Getting the OCR addon to run on Ubuntu

Hey there, maybe someone’s here who can help me to get one of the OCR add-ons (https://ankiweb.net/shared/info/450181164)(https://ankiweb.net/shared/info/1746010116) running on Ubuntu (latest version of Anki and latest LTS release of Ubuntu). I’ve tried the whole day but failed miserably.

So obviously I somehow need to install tesseract-ocr. That I plainly tried with sudo apt install tesseract-ocr. Then I figured that I might need pytesseract, so I installed pip3 and did pip install pytesseract. But that’s about as far as I got…I tried to set the Pythonpath to the pytesseract script but I’m not sure whether that was successful and the Anki addons still tell me that either tesseract is not installed or the path is not set right.
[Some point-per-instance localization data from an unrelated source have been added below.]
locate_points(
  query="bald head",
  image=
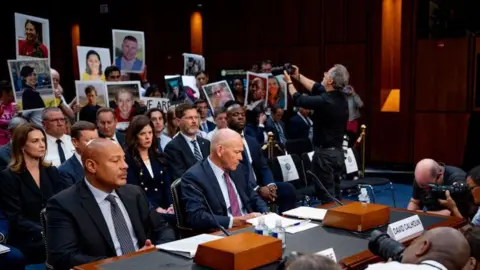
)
(226, 149)
(445, 245)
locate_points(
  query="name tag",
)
(405, 228)
(329, 253)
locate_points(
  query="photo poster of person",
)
(91, 96)
(175, 90)
(217, 93)
(32, 37)
(192, 63)
(92, 63)
(257, 90)
(32, 84)
(122, 96)
(277, 92)
(129, 50)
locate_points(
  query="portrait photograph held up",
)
(217, 93)
(91, 96)
(129, 50)
(32, 37)
(92, 63)
(32, 83)
(122, 97)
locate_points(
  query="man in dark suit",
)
(224, 183)
(300, 126)
(282, 193)
(102, 216)
(107, 124)
(186, 148)
(71, 172)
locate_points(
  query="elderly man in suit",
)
(224, 183)
(71, 171)
(186, 148)
(102, 216)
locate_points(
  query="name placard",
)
(329, 253)
(405, 228)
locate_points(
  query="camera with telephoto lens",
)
(383, 246)
(286, 67)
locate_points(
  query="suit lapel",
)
(91, 207)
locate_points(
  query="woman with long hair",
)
(146, 165)
(26, 186)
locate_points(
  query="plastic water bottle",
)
(363, 196)
(261, 228)
(279, 232)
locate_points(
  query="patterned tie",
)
(121, 229)
(232, 195)
(60, 151)
(196, 151)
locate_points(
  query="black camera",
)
(383, 246)
(280, 69)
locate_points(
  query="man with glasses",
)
(59, 144)
(428, 171)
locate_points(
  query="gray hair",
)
(340, 76)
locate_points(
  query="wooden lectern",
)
(241, 251)
(357, 216)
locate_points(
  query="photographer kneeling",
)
(473, 184)
(441, 248)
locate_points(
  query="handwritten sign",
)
(405, 228)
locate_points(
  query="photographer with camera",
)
(431, 176)
(472, 186)
(441, 248)
(329, 123)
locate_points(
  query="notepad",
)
(307, 213)
(271, 218)
(188, 247)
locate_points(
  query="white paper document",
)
(271, 218)
(188, 247)
(306, 212)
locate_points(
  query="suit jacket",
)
(297, 128)
(156, 188)
(203, 178)
(259, 163)
(5, 156)
(22, 200)
(180, 157)
(71, 171)
(78, 233)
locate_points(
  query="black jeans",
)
(327, 165)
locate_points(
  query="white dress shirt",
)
(52, 149)
(223, 187)
(100, 196)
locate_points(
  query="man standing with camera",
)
(429, 172)
(329, 123)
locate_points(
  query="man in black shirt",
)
(329, 123)
(428, 171)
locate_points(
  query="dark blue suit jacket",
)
(157, 188)
(71, 171)
(259, 163)
(201, 176)
(297, 128)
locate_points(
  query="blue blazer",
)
(157, 188)
(202, 177)
(137, 65)
(71, 171)
(297, 128)
(259, 163)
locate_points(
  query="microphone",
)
(209, 209)
(324, 188)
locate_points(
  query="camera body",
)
(280, 69)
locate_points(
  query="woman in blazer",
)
(26, 185)
(146, 166)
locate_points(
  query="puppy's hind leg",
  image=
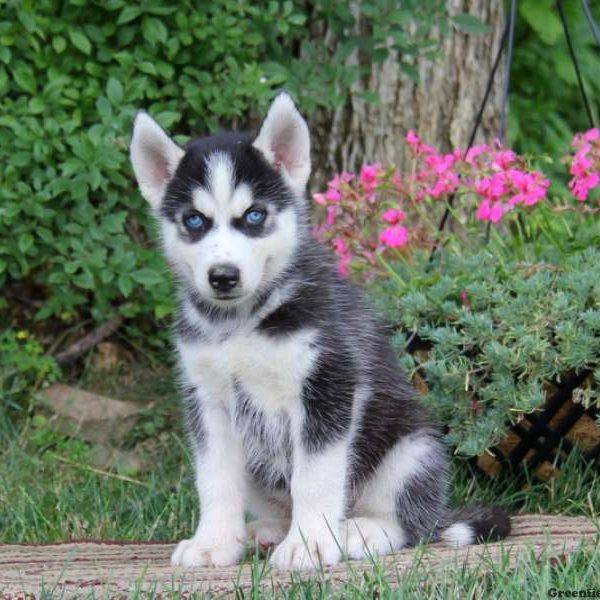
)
(402, 500)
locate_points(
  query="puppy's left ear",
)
(285, 142)
(154, 157)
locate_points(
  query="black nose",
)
(224, 278)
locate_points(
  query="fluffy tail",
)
(474, 524)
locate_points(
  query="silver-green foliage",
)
(499, 333)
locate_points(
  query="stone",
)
(90, 417)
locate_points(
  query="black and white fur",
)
(297, 410)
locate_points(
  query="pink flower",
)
(344, 265)
(474, 152)
(369, 173)
(412, 138)
(331, 215)
(592, 135)
(393, 216)
(496, 212)
(581, 186)
(340, 246)
(503, 159)
(394, 236)
(338, 180)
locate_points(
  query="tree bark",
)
(441, 107)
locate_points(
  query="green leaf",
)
(154, 31)
(25, 242)
(470, 23)
(80, 41)
(84, 280)
(59, 44)
(125, 285)
(540, 15)
(25, 78)
(148, 277)
(129, 13)
(114, 91)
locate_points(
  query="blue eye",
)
(193, 221)
(255, 217)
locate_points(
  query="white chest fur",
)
(271, 370)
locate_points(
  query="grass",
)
(50, 492)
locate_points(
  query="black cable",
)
(563, 19)
(593, 25)
(478, 120)
(506, 85)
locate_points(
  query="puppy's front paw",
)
(196, 553)
(267, 532)
(298, 553)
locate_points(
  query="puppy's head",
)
(229, 205)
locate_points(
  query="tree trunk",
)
(442, 107)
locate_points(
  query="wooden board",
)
(112, 568)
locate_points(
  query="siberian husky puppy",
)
(297, 411)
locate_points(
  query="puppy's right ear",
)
(154, 157)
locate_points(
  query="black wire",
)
(478, 120)
(593, 25)
(561, 13)
(506, 85)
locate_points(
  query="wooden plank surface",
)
(111, 568)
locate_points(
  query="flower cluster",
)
(585, 163)
(379, 211)
(351, 204)
(497, 177)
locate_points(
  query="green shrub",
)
(23, 369)
(498, 334)
(546, 106)
(73, 228)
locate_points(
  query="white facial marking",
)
(220, 181)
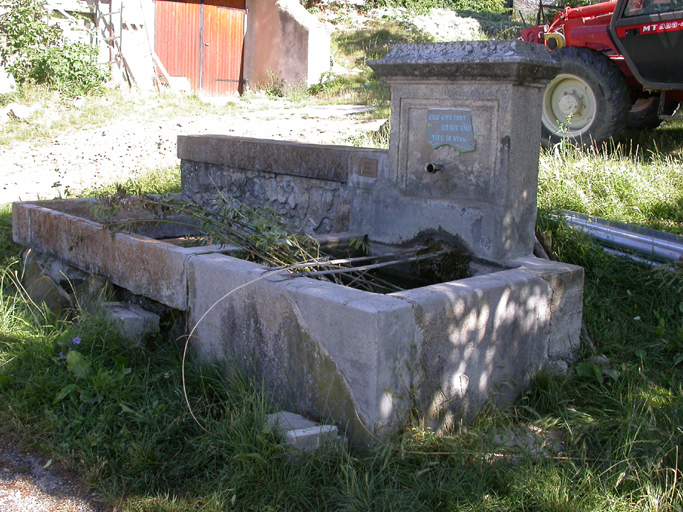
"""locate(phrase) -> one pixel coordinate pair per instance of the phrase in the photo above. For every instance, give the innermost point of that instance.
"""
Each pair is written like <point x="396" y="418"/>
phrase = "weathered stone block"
<point x="133" y="322"/>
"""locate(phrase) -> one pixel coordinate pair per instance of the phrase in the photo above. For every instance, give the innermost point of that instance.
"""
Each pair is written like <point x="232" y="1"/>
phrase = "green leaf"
<point x="127" y="409"/>
<point x="5" y="380"/>
<point x="78" y="364"/>
<point x="65" y="391"/>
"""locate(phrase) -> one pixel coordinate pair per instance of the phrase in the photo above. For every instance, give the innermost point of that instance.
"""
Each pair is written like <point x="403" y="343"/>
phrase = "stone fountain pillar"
<point x="464" y="147"/>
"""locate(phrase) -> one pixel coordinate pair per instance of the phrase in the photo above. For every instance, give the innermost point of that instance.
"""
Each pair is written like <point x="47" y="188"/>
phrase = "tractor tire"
<point x="587" y="102"/>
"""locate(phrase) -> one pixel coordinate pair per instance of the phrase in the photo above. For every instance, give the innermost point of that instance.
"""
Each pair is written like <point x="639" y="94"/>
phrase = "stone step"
<point x="131" y="320"/>
<point x="304" y="435"/>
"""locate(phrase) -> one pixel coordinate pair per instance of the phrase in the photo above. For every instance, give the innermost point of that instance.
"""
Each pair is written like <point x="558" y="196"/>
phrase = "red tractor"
<point x="621" y="65"/>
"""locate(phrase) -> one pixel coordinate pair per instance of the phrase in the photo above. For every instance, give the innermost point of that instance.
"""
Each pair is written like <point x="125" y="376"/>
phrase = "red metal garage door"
<point x="202" y="40"/>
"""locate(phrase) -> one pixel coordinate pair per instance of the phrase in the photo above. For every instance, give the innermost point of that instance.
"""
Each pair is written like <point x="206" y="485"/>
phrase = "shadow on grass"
<point x="666" y="140"/>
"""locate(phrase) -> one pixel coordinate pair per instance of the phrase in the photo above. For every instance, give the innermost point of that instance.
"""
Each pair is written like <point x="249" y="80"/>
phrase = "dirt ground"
<point x="128" y="148"/>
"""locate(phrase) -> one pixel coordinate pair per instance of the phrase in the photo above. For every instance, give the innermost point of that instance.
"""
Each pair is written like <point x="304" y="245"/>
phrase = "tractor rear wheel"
<point x="588" y="101"/>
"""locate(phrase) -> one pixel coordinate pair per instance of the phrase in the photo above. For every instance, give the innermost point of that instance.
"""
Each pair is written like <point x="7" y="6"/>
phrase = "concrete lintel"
<point x="321" y="162"/>
<point x="510" y="61"/>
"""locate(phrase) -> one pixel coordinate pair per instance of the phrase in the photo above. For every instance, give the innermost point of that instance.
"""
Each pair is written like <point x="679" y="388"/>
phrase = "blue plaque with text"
<point x="450" y="127"/>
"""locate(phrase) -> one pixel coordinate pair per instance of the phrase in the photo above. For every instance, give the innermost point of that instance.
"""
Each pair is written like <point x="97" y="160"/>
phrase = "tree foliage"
<point x="36" y="51"/>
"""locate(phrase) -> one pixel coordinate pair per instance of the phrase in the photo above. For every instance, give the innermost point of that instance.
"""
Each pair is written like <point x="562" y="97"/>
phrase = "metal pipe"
<point x="649" y="243"/>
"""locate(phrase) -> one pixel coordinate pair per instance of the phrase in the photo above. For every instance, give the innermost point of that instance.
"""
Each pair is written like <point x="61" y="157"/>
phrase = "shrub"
<point x="36" y="52"/>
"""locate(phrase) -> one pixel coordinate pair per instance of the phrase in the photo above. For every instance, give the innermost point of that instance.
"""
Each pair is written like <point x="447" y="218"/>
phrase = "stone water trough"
<point x="462" y="165"/>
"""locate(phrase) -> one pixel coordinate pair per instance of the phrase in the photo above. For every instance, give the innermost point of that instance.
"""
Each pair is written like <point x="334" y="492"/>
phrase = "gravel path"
<point x="128" y="148"/>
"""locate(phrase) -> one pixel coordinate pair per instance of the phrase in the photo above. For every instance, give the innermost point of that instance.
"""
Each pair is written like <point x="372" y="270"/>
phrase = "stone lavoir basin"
<point x="459" y="167"/>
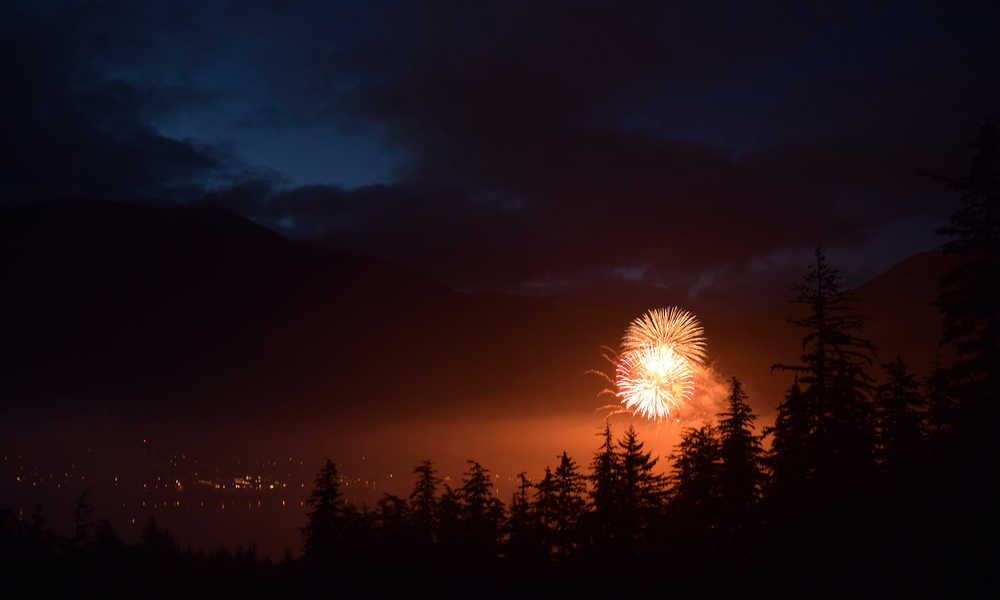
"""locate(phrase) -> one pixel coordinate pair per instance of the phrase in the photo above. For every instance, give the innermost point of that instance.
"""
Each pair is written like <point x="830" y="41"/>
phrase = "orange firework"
<point x="653" y="380"/>
<point x="673" y="327"/>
Luckily I was able to get it running in the meantime :slight_smile:

2 Likes

Please, if you could explain it, it would be great! :slight_smile:

Sure, I’ll try. So as I said, I first tried to install everything with simple terminal commands:
sudo apt install tesseract-ocr -y
sudo apt install libtesseract-dev -y
sudo apt install python3-pip -y
pip install pytesseract

Then I tried to set the pythonpath to the folder with the pytesseract script because I suspected that it generated an error. This should be able to be done by adding this line to the very end of the bashrc file and then saving it: export PATH=“<path_to_pytesseract_file>:$PATH”

But here’s the thing: I don’t know how much of this was actually relevant to get the thing working in the end. I suspect that pytesseract should be needed as well as libtesseract-dev as I read somewhere it’s a dependency of pytesseract. No certainty here.

What really did the trick was actually carefully following the instructions provided by tesseract (building from git):

sudo apt-get install automake ca-certificates g++ git libtool libleptonica-dev make pkg-config

for necessary tools.

git clone GitHub - tesseract-ocr/tesseract: Tesseract Open Source OCR Engine (main repository)

getting the master branch

cd tesseract
./autogen.sh
./configure
make
sudo make install
sudo ldconfig

building the stuff. I ran all the commands after each other but I guess you could just copy and paste the whole block.

After that, the thing was still not running, because I forgot to put the traineddata of the language I wanted (eng) into /usr/local/share/tessdata. This I had to do with a command because the directory was protected, so I had to do sudo mv eng.traineddata /usr/local/share/tessdata

After that, the thing was running. I’d be very interested to hear if it works for others as well.